Hope you had a fantastic christmas break :)
I am trying to find an algorithm in polynomial time that finds the shortest arithmetical expression (the one with the least amount of 1 symbols) to express any natural number, while only using the elements of $\Sigma=\{(,),1,+,\times\}$.
As an example there are multiple ways to express $6\in \mathbb{N}$. but we want the one with the least amount of 1 symbols.
1+1+1+1+1+1
(1+1)*(1+1+1)
(1+1)*1+1+1+1+1
Algorithm:
My current algorithm GetExpression(n) uses a recursive mechanism to get the expression for a number $n\in \mathbb{N}$.
- if $n=1$ return "1"
- trying to find a divider for n (for loop from i=2 to $\lceil \sqrt{n} \rceil$ with trying $n\mod i=0$)
- if there is a divider return "(GetExpression(divider)$\times$GetExpression($\frac{n}{divider}$))"

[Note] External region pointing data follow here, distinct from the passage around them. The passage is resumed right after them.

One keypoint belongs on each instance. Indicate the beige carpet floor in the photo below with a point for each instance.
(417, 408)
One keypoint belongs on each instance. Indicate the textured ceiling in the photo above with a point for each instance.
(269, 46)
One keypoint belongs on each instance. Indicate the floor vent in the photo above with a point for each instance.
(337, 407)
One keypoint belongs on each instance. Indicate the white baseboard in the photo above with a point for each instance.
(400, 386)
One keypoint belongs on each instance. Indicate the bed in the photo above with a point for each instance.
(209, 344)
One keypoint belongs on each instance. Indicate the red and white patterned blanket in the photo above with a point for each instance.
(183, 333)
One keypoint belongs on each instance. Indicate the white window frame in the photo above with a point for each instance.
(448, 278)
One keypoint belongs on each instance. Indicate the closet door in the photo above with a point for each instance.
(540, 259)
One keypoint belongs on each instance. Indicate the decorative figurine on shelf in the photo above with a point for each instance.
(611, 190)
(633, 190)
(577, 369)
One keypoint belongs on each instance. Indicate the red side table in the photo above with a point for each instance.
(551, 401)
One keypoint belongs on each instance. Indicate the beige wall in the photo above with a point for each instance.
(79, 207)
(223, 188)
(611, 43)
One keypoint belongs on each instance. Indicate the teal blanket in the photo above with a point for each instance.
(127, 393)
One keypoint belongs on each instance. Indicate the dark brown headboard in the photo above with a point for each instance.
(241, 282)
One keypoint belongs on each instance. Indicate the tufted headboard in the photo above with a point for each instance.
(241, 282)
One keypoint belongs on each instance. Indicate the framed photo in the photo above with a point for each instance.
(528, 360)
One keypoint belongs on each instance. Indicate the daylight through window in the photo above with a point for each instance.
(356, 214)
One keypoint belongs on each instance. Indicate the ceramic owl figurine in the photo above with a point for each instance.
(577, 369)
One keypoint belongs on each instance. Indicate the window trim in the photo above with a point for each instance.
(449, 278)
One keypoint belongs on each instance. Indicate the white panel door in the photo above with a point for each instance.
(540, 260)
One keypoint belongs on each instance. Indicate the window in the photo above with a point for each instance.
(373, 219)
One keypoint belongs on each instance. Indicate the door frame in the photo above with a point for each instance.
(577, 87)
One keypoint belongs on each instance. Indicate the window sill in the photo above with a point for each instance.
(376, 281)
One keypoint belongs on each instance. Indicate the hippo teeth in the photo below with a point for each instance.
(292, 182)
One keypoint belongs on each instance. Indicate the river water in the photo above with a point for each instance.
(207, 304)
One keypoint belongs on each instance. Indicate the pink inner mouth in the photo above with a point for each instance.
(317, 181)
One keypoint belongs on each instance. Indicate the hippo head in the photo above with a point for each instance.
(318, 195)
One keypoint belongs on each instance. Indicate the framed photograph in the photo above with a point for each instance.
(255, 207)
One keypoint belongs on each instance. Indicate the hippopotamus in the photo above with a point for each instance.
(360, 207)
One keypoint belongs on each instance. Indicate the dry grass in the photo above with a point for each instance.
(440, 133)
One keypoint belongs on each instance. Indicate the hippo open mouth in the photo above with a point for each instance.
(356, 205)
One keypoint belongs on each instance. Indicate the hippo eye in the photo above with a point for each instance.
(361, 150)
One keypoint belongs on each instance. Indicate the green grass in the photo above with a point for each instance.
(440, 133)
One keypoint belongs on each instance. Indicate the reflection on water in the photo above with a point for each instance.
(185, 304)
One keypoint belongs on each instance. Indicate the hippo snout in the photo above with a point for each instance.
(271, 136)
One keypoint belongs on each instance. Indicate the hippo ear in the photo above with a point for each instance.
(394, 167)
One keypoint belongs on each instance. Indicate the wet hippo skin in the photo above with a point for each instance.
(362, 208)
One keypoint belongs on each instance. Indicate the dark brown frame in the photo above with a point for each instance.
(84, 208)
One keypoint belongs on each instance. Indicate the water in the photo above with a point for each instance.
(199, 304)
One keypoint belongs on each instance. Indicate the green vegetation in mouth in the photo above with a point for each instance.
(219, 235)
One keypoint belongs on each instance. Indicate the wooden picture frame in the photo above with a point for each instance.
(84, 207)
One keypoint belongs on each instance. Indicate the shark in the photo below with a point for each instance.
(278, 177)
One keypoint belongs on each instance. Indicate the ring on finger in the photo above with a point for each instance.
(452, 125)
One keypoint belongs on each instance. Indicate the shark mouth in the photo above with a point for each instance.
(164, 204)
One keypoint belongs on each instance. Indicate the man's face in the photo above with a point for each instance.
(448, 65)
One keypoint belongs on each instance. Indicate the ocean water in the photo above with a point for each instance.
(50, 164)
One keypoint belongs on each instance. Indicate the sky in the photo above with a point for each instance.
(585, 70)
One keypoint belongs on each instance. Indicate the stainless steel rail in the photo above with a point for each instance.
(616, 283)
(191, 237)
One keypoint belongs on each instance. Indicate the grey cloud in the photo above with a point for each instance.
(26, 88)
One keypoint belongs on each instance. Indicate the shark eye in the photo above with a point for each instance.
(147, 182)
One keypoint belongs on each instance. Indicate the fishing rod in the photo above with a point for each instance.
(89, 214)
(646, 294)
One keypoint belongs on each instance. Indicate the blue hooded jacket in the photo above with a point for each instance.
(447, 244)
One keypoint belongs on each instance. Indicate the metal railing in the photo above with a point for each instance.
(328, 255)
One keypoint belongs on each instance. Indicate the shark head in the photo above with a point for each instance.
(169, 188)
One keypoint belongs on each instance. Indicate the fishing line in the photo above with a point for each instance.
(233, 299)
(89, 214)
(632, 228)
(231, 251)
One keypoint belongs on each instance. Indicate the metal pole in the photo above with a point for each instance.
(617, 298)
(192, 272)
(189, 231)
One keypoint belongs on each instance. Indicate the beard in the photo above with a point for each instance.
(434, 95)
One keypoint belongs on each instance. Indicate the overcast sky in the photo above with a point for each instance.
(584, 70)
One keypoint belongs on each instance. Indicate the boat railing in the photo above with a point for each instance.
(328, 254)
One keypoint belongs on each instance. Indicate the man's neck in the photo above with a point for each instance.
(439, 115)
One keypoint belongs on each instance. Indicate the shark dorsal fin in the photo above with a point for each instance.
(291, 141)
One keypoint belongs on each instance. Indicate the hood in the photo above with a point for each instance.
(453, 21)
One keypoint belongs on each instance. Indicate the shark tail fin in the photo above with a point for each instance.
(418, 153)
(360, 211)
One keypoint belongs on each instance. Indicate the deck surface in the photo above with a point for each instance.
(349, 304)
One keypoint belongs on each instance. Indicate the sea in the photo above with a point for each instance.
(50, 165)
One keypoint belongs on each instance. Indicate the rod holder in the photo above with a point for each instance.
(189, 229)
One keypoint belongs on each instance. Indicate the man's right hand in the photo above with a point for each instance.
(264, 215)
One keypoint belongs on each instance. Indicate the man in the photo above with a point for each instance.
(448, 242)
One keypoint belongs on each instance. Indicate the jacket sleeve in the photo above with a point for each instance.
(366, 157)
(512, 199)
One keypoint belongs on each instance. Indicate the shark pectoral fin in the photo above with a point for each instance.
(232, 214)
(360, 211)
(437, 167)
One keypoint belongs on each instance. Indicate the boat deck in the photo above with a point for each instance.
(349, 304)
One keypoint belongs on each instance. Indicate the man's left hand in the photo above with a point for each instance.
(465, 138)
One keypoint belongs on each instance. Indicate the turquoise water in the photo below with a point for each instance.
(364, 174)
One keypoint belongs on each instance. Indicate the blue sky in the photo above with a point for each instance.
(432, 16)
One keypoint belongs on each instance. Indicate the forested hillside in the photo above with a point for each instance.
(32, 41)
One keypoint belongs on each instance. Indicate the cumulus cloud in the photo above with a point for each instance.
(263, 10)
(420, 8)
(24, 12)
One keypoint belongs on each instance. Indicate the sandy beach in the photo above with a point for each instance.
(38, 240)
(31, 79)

- if n is prime return "(1+GetExpresion(n-1))"
Runtime:
Due to the loop trying to find the divider going in $\mathcal{O}(n)$ and both options of recursive calls having $0<\alpha_1=\frac{n-1}{n}<1$ (in the prime case) and $0<\alpha_2+\alpha_3<1$ (in the non-prime case) we can use the master theorem to see, that our agorithm runs in $\mathcal{O}(n)$ (since we only make one of both options at a time we dont need to look for $\sum_{i=1}^3\alpha_i<1$ but only for $\alpha_1<1$ and $\sum_{i=2}^3\alpha_i<1$)
(actually we need to make a special case for $divider=2$ since there couldbe $\alpha_2+\alpha_3=\frac{1}{2}+\frac{2}{4}=1$ if $n=4$ but we don't care right now).
Correctness:
My problem is how to proof that this algorithm is correct. I was thinking about a induction but i have no glue how to build it.